The key point is, of course, in code like clock.Now += [something];. Even if you hate mutable state, you have to accept that time is inherently mutable. Simply updating the time from automated tests allows for a pretty simple way to deal with that.

10 thoughts on “Using time? Inject a clock.

  1. +1. It also works beautifully with bigger units of time, btw: for my soccer score prediction project, a new season starts in August. I used an injected clock to test the switch from one season to the next.

  2. Woohoo! A first comment! I’m so flattered 🙂

    Good point! Another advantage to working this way is that it encourages you to implement “triggered” events in a more functional way. For example, a game could automatically start a new tournament each week. You can run a scheduled task for this, but you can also make the `currentGame` depend on a clock, and lazily create any data storage that it may depend on, upon first invocation.

    This is not always practical, but it does yield code that is significantly easier to test. Not always simpler code though, so use with caution.

  3. You’re welcome :). (I have to remember to check the “Notify me of follow-up comments” box, btw…)

    You’re right, the code doesn’t always get simpler, but I would be willing to defend the position that, if your code is sufficiently complex to have unit tests, it’s worth doing this. In other words: for throw-away code it’s fine to call new Date(), but in all other cases, use a clock.

  4. Hello, random person on the internet!

    For these kind of situations I feel that having an IClock abstraction can be a bit too heavy (needs to be passed in or injected, etc), and something like a static class containing “public static Func UtcNow = () => DateTime.UtcNow;”

    That Func is trivial to overwrite in your unit tests, but doesn’t require any big refactoring.

    • Hello, random lurker!

      Hm, admittedly I actually like that idea.

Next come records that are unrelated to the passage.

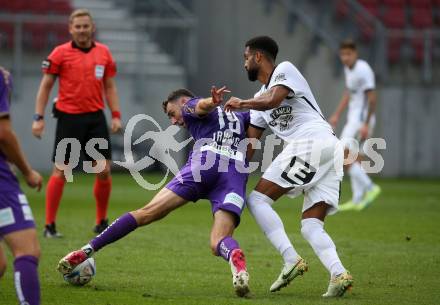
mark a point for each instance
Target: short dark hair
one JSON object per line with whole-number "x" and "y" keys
{"x": 175, "y": 95}
{"x": 347, "y": 44}
{"x": 264, "y": 44}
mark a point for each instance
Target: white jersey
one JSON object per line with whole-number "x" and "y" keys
{"x": 358, "y": 79}
{"x": 298, "y": 116}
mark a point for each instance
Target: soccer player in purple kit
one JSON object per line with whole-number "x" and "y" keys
{"x": 17, "y": 227}
{"x": 223, "y": 184}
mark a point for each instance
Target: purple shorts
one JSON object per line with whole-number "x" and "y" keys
{"x": 15, "y": 213}
{"x": 225, "y": 190}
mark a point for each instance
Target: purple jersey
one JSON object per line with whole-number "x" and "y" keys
{"x": 218, "y": 135}
{"x": 219, "y": 131}
{"x": 8, "y": 181}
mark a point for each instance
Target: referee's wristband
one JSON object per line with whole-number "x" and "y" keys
{"x": 116, "y": 115}
{"x": 37, "y": 117}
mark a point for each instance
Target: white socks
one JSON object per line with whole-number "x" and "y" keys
{"x": 271, "y": 224}
{"x": 312, "y": 229}
{"x": 360, "y": 182}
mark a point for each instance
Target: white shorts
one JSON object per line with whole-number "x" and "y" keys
{"x": 312, "y": 167}
{"x": 350, "y": 132}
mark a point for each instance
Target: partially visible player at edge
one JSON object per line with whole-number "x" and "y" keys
{"x": 287, "y": 106}
{"x": 17, "y": 227}
{"x": 86, "y": 70}
{"x": 226, "y": 190}
{"x": 360, "y": 97}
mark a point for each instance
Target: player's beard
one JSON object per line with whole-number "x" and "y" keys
{"x": 252, "y": 74}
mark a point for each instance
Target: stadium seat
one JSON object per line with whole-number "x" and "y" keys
{"x": 394, "y": 44}
{"x": 394, "y": 17}
{"x": 35, "y": 35}
{"x": 62, "y": 7}
{"x": 341, "y": 9}
{"x": 6, "y": 34}
{"x": 366, "y": 27}
{"x": 37, "y": 7}
{"x": 426, "y": 4}
{"x": 394, "y": 3}
{"x": 418, "y": 44}
{"x": 421, "y": 18}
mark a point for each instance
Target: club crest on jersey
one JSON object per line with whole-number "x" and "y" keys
{"x": 99, "y": 71}
{"x": 281, "y": 117}
{"x": 45, "y": 64}
{"x": 280, "y": 77}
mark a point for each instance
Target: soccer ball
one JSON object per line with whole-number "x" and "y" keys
{"x": 81, "y": 274}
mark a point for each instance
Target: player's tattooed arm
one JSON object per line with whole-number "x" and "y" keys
{"x": 272, "y": 98}
{"x": 253, "y": 134}
{"x": 206, "y": 105}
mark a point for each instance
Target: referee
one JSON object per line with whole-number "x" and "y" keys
{"x": 86, "y": 71}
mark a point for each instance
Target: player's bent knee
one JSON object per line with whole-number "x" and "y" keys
{"x": 2, "y": 269}
{"x": 256, "y": 198}
{"x": 309, "y": 225}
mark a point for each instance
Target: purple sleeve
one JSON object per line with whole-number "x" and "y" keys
{"x": 189, "y": 110}
{"x": 245, "y": 117}
{"x": 4, "y": 94}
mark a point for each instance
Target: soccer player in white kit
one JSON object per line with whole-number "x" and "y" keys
{"x": 309, "y": 164}
{"x": 360, "y": 97}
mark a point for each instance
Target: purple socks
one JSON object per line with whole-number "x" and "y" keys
{"x": 26, "y": 280}
{"x": 226, "y": 246}
{"x": 118, "y": 229}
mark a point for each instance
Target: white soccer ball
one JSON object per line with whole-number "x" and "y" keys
{"x": 82, "y": 274}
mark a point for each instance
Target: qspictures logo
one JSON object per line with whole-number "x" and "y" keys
{"x": 299, "y": 160}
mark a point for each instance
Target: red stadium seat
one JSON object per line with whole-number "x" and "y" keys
{"x": 35, "y": 35}
{"x": 394, "y": 3}
{"x": 394, "y": 18}
{"x": 418, "y": 44}
{"x": 38, "y": 7}
{"x": 366, "y": 27}
{"x": 369, "y": 2}
{"x": 341, "y": 9}
{"x": 393, "y": 48}
{"x": 420, "y": 3}
{"x": 62, "y": 7}
{"x": 421, "y": 18}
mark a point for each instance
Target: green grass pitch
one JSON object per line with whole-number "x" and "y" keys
{"x": 392, "y": 250}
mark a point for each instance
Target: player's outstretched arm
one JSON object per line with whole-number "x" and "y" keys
{"x": 372, "y": 99}
{"x": 10, "y": 146}
{"x": 206, "y": 105}
{"x": 269, "y": 100}
{"x": 334, "y": 119}
{"x": 46, "y": 86}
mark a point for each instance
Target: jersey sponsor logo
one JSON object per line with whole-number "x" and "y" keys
{"x": 27, "y": 212}
{"x": 22, "y": 199}
{"x": 279, "y": 78}
{"x": 281, "y": 117}
{"x": 6, "y": 217}
{"x": 235, "y": 199}
{"x": 99, "y": 71}
{"x": 223, "y": 150}
{"x": 298, "y": 172}
{"x": 45, "y": 64}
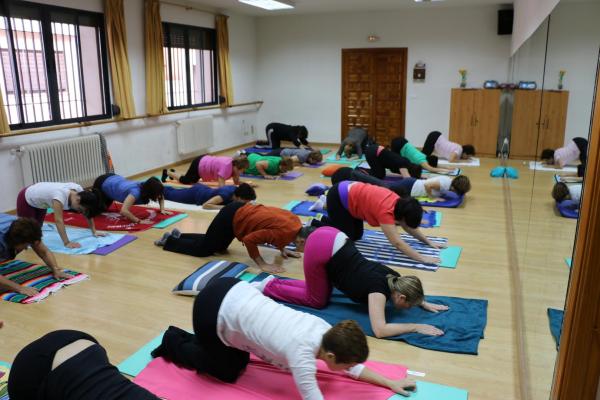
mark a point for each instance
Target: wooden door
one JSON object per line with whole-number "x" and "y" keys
{"x": 374, "y": 92}
{"x": 486, "y": 121}
{"x": 462, "y": 112}
{"x": 554, "y": 119}
{"x": 525, "y": 124}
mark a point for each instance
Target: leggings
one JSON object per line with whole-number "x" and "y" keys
{"x": 339, "y": 217}
{"x": 315, "y": 290}
{"x": 204, "y": 351}
{"x": 88, "y": 374}
{"x": 27, "y": 211}
{"x": 217, "y": 238}
{"x": 192, "y": 175}
{"x": 429, "y": 145}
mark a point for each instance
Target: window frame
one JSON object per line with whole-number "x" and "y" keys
{"x": 215, "y": 81}
{"x": 51, "y": 67}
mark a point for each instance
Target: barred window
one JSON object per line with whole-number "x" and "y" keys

The problem with it is that you’re changing global state, and a mistake there might screw up tests, or change the results depending on the order in which tests run.

      Actually, I wouldn’t be unhappy with some sort of “test local storage”. You could emulate that with thread local storage and a test runner that runs each test in its own thread. I doubt the performance implications of that would be significant.

      By the way, DHH agrees with you

      • Uh-oh, before I know it I’ll have a handlebar mustache and skinny jeans!

        Something like “Test local storage” is interesting and in some ways it can already be done with DI if you use a feature that’s usually called a child container (or nested container). Hooking that up with your unit test framework’s test lifecycle you spin one up, use that child container for your test, and dispose of it again. It’s kind of like how you can wrap your database tests in a transaction and roll back at the end: Other threads running other tests don’t see the changes and the end everything is neatly back to where it was.

  5. Good idea using a Clock interface — you just need to remember to use your homegrown Clock object instead of the canonical one, or your tests will fail mysteriously.

    BTW, there might be a case for using a rewinding clock during tests: if you build licensing software or user rights management stuff, you want to make sure that users can’t easily circumvent
    it by setting the system clock back to some earlier date, so you want to use a TestClock that does just that.

    (nitpick: you might want to weed out some escape artefacts in your code: there are some < pre > < code > tags visible, and your comments contain HTML stuff like &lt;.)

    • Hey, good one! And come to think of it, making classes, only intended for use in tests, that enforce arbitrary assumptions on the user might be a bit over the top anyway. In fact, any decent mocking framework could probably provide the same functionality more flexibly.